Another city, East Brunswick, New Jersey, is also considering Measure 4, a ballot initiative to create a community choice aggregation program, too. Its timeline is a little less ambitious; if approved, residents and businesses would have access to 100% clean, renewable electricity by the year 2030. But that’s still pretty good and in line with the best available science.
Denver as well as three California cities—Berkeley, Long Beach, and Albany—are all considering ballot measures to create climate action funds. All four of these cities have made climate plans and pledges, but these funds would allocate the funding so the city could actually pay for the projects necessary to meet those goals.
This looks a little different in each place. Berkeley’s Measure HH would fill its fund by raising utility taxes, except on low-income families, who would no longer have to pay those taxes at all. Albany’s Measure DD would work similarly. The Long Beach proposal, Measure US, would up taxes local oil production (hell yeah). And Denver’s Measure 2A would work by raising the local sales tax by .25%. That tiny increase would raise $36 million annually. These funds could all be used to fund clean energy and climate adaptation projects.

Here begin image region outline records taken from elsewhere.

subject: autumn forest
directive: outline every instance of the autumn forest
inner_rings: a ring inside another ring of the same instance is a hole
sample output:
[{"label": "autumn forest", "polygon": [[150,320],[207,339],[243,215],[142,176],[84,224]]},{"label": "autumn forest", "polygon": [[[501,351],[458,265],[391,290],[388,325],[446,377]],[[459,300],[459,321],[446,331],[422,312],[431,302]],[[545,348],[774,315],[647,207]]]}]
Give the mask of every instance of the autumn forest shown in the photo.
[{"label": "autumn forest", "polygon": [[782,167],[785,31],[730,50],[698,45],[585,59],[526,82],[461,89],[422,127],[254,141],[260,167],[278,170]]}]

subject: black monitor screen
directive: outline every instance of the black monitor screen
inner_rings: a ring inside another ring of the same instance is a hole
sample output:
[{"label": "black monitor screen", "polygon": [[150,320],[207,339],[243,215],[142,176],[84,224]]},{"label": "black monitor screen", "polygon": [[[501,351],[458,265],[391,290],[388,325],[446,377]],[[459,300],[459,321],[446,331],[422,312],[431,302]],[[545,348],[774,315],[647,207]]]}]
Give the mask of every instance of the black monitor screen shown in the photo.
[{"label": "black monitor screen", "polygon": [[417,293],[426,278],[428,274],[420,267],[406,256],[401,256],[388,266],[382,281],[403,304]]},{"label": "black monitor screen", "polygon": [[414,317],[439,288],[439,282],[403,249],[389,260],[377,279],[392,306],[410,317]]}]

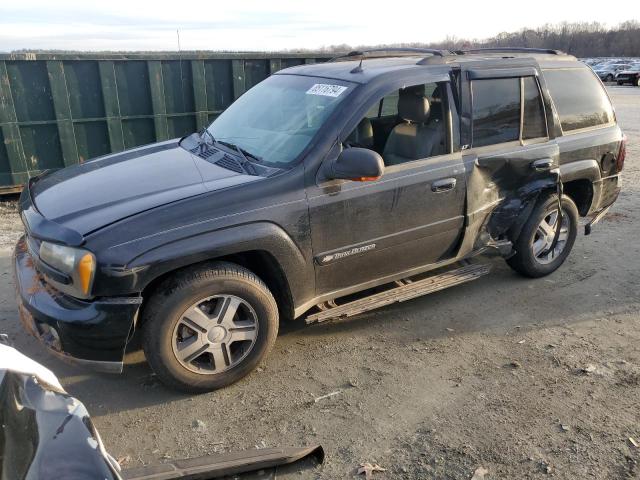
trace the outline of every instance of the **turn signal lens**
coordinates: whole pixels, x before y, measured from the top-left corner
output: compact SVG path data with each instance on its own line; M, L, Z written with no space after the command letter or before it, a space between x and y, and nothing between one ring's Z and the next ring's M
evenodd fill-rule
M91 253L85 253L78 262L78 277L80 278L80 288L82 293L87 295L93 280L93 272L95 271L96 261Z
M627 136L623 135L620 142L620 150L618 150L618 156L616 157L616 170L618 173L624 168L624 159L627 156Z

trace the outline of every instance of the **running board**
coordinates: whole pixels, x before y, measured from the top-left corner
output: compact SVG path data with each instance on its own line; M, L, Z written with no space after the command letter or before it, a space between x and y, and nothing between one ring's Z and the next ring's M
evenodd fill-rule
M470 264L417 281L403 279L395 282L398 286L390 290L375 293L343 305L336 305L330 308L323 307L321 311L309 315L305 321L306 323L316 323L333 318L351 317L385 305L404 302L428 293L453 287L454 285L470 282L488 274L490 270L491 267L487 264Z

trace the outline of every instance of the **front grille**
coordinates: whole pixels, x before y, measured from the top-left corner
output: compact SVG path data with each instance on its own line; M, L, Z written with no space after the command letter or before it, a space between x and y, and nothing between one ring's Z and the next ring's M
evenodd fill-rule
M30 235L27 235L27 250L32 257L39 258L40 257L40 240L33 238Z

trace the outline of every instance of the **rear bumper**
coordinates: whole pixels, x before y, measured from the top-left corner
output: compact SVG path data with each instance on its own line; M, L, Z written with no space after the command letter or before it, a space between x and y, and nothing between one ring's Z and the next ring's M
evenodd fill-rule
M70 363L120 373L140 297L78 300L48 286L33 266L24 237L14 252L20 319L53 354Z

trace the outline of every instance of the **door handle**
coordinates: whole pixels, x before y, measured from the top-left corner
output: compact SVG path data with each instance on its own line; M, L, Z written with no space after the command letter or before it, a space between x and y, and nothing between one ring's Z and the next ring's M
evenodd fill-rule
M442 180L436 180L431 184L431 191L435 193L446 192L448 190L453 190L455 186L455 178L443 178Z
M550 158L540 158L531 162L531 168L533 168L536 172L546 172L553 167L553 160Z

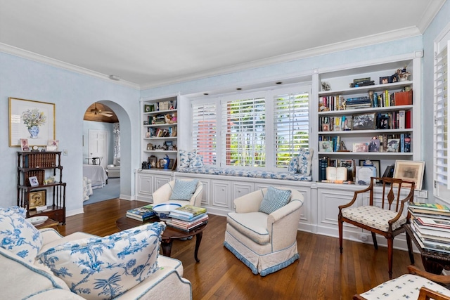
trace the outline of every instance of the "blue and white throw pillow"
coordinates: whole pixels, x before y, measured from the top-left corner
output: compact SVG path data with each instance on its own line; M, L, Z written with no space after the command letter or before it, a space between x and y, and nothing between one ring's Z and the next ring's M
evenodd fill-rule
M190 200L197 189L198 179L182 181L175 179L175 185L169 197L169 200Z
M290 190L280 190L269 186L262 198L259 211L270 214L289 202Z
M37 259L86 299L115 298L158 270L164 223L152 223L106 236L68 242Z
M0 247L33 263L43 239L25 215L22 207L0 208Z

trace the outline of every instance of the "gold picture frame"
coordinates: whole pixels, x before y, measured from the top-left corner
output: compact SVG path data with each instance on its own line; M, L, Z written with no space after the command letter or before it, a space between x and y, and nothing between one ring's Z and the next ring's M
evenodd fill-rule
M424 171L425 162L396 160L395 167L394 168L394 178L413 181L416 183L414 189L421 190Z
M28 194L28 208L30 209L41 207L46 203L46 190L38 190L30 192Z
M55 132L55 103L9 98L9 147L20 147L20 138L44 147Z

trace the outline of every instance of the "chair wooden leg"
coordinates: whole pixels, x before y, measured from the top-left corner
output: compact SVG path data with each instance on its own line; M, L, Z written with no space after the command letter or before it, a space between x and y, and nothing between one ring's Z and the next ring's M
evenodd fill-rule
M339 220L339 250L342 254L342 221Z
M389 279L392 279L392 256L394 254L394 239L387 239L387 265L389 266Z
M373 241L373 247L375 249L378 249L378 243L377 242L377 237L375 233L372 233L372 240Z
M409 260L411 264L414 264L414 254L413 253L413 244L411 243L411 237L406 233L406 244L408 245L408 253L409 254Z

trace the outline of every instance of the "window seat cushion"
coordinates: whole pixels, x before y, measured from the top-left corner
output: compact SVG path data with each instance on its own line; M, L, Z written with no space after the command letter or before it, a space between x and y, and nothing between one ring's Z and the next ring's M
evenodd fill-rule
M209 175L226 175L231 176L240 176L250 178L260 178L269 179L282 179L292 181L312 181L311 176L302 175L300 174L291 174L288 171L285 172L272 172L268 171L254 171L243 170L233 168L179 168L178 171L182 173L195 173L198 174L209 174Z

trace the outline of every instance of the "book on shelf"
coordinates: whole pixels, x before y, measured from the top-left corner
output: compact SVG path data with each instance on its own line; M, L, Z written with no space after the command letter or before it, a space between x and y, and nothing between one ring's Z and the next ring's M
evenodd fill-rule
M195 207L193 205L188 204L184 205L181 207L177 207L172 211L176 214L181 214L181 215L187 216L189 218L193 218L202 214L206 213L206 209L205 207Z
M326 180L327 181L346 181L347 176L347 169L345 167L327 167Z
M450 215L450 209L446 205L437 203L408 202L408 208L413 214L421 212L432 214Z

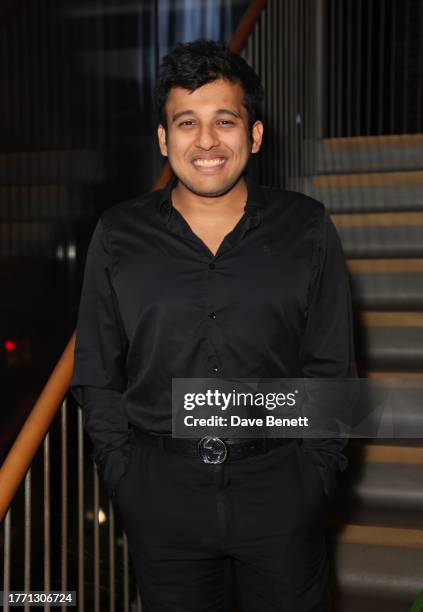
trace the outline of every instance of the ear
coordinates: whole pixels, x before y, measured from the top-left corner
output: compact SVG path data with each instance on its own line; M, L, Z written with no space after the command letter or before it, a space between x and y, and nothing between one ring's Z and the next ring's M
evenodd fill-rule
M161 123L157 127L157 138L159 139L161 154L167 157L166 130Z
M263 124L261 121L256 121L251 129L251 153L258 153L263 140Z

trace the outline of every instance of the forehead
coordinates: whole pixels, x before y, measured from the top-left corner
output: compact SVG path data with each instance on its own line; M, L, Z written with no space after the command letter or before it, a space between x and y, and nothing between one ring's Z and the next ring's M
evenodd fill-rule
M166 111L173 115L188 109L200 113L229 108L246 113L243 99L244 90L239 83L219 79L206 83L194 91L172 87L166 100Z

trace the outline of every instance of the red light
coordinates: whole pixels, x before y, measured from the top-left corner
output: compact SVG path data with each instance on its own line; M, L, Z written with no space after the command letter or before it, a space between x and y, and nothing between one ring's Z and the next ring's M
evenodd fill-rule
M16 351L16 342L14 340L6 340L4 343L4 348L9 353L11 353L12 351Z

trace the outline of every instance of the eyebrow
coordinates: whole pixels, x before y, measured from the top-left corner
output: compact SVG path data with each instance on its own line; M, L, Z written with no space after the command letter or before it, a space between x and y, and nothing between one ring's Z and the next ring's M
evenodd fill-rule
M241 118L241 114L237 111L230 110L229 108L218 108L216 115L231 115L232 117L236 117L237 119ZM186 111L180 111L179 113L175 113L172 117L172 122L177 121L180 117L184 117L185 115L195 115L195 112L192 109Z

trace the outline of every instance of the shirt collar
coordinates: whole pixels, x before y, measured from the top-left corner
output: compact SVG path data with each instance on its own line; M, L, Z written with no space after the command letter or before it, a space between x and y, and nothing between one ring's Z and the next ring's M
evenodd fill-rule
M252 217L254 225L258 225L264 206L264 194L260 186L248 174L244 178L247 184L247 203L244 210L249 217ZM174 175L167 185L159 191L159 211L166 222L169 221L172 213L172 190L177 183L178 178Z

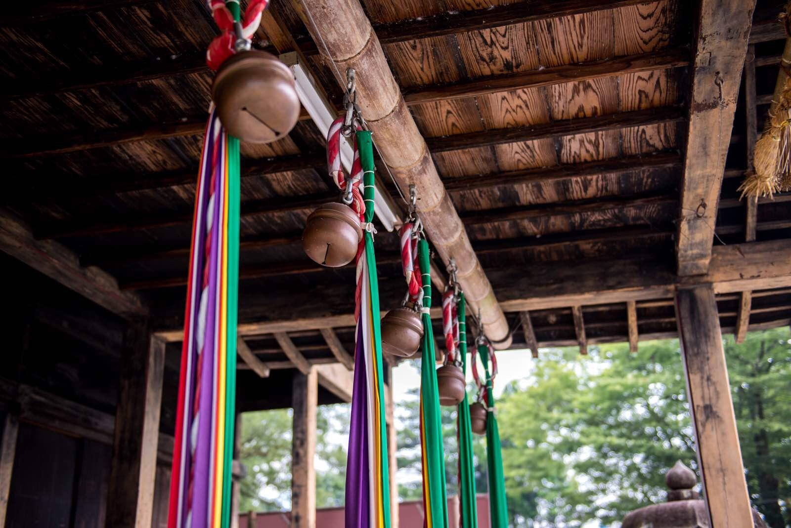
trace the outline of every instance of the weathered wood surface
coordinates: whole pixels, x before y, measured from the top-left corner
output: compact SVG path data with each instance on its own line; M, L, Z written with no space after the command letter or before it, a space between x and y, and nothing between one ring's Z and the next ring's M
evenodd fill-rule
M122 356L106 526L151 526L165 341L151 337L147 321L130 324Z
M530 349L530 353L533 357L539 356L539 341L536 338L536 330L533 330L533 322L530 319L530 312L525 310L519 312L519 316L522 320L522 333L524 334L524 342Z
M274 338L278 340L278 344L283 349L283 353L294 364L294 366L302 374L308 375L311 372L310 363L305 359L305 356L299 351L291 338L286 332L274 332Z
M755 0L703 0L676 243L678 273L706 273Z
M99 268L81 266L77 255L56 242L35 239L27 225L2 209L0 249L119 315L141 315L148 311L140 297L120 291L115 278Z
M357 2L327 2L306 0L310 12L324 13L320 26L305 21L315 40L324 41L330 60L340 71L353 67L358 73L357 93L361 112L377 139L380 154L390 167L402 192L414 184L422 201L418 214L428 236L444 262L455 259L458 279L474 309L481 314L496 347L510 343L508 322L500 309L464 231L450 197L432 162L430 152L410 114L400 89L390 70L381 45L362 6ZM350 33L343 28L356 28ZM344 79L337 79L345 84Z
M710 526L752 526L713 290L679 289L676 311Z
M316 528L316 455L318 373L295 373L291 393L293 432L291 450L291 526Z
M255 356L255 354L250 350L250 347L244 342L244 339L241 336L237 338L237 352L239 353L239 357L241 358L242 361L259 377L269 377L270 367Z
M638 351L638 341L640 339L638 333L638 305L634 300L626 301L626 324L629 326L629 351Z
M571 315L574 319L574 333L577 334L577 342L580 345L580 353L588 355L588 339L585 338L585 323L582 318L582 307L571 307Z
M11 473L13 472L18 432L19 419L11 413L8 413L3 424L2 439L0 440L0 526L6 526L6 513L8 511L8 496L11 490Z
M330 351L335 356L335 359L343 364L347 370L354 370L354 358L346 352L343 344L338 338L338 334L335 334L335 331L331 328L322 328L321 335L324 337L324 341L327 341L327 346L330 347Z

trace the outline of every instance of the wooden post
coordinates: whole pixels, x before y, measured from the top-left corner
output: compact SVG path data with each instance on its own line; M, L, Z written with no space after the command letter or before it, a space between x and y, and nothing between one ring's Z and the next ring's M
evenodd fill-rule
M316 528L316 418L319 376L315 368L294 374L291 450L291 527Z
M131 322L124 341L105 526L149 528L165 341L151 336L147 319Z
M11 473L13 458L17 454L17 433L19 421L10 413L6 415L2 428L2 442L0 443L0 526L6 526L6 512L8 511L8 495L11 491Z
M638 341L640 338L638 333L638 304L637 301L626 301L626 323L629 326L629 351L638 351Z
M713 289L710 285L679 289L676 315L709 526L751 526Z

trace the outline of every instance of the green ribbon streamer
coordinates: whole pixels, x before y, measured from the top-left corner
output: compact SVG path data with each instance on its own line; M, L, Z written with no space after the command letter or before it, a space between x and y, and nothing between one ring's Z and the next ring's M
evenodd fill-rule
M361 130L357 133L357 146L360 153L360 162L362 164L362 198L365 203L365 221L368 223L373 221L373 202L374 194L377 192L374 187L373 174L373 141L371 139L371 133L368 130ZM384 528L390 526L390 472L388 470L388 437L387 424L384 421L384 380L383 375L384 369L382 368L382 332L381 325L379 319L379 277L377 275L377 258L373 252L373 233L367 229L364 232L365 240L365 258L368 260L368 278L371 287L371 312L370 317L372 330L373 330L373 360L376 362L376 370L379 373L377 376L378 384L377 390L379 392L380 413L379 430L380 442L381 445L381 474L382 482L382 509L384 511ZM368 314L360 314L360 317L366 317ZM373 462L373 461L372 461ZM373 484L373 483L372 483ZM374 507L373 504L371 504Z
M467 375L467 300L459 294L459 354L461 368ZM461 510L460 528L478 528L478 505L475 492L475 464L472 451L472 427L467 393L459 404L459 506Z
M486 402L489 409L494 408L492 380L489 375L489 347L478 347L486 375ZM489 513L492 528L508 528L508 505L505 503L505 480L502 473L502 451L500 446L500 430L497 417L490 410L486 414L486 463L489 468Z
M431 274L429 262L429 243L421 239L418 243L418 255L423 279L423 307L431 307ZM440 395L437 386L437 368L434 365L434 333L430 314L421 314L423 322L422 357L420 361L420 401L423 413L423 449L426 463L424 477L428 480L429 501L426 516L430 517L432 528L448 528L448 498L445 475L445 448L442 445L442 415L440 412ZM426 485L424 482L423 485Z
M239 307L239 218L240 200L239 140L228 136L228 321L225 367L225 445L222 475L222 528L231 522L231 485L236 432L237 319Z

Boulder has a pair of initiatives on the ballot this year, 2C and 2D, that would enter the city into a 20-year franchise agreement with Xcel Energy, a utility company that gets more than half of its energy from fossil fuels. That’s a big deal because right now, Boulder has a goal of reaching 100% renewable energy by 2030, while the company only plans to get there by 2050. Ballot issue 2C would also force the city to abandon its decade-long effort to municipalize its utilities, a move that would make it easier to push the clean energy shift. Corporate lobbyists for 2C and 2D say they would bring Boulder a “Great Green Deal,” but that seems like bullshit to me.
Three referendums in Key West, Florida—1.09, 1.10, and 1.11—could place new regulations on the cruise industry. The first would cap the number of passengers on any individual cruise ships to a total of 1,500 people per day, the second would prohibit any single trip on a ship to have more than 1,300 passengers, and the third would give priority to cruise lines with the best environmental and health records.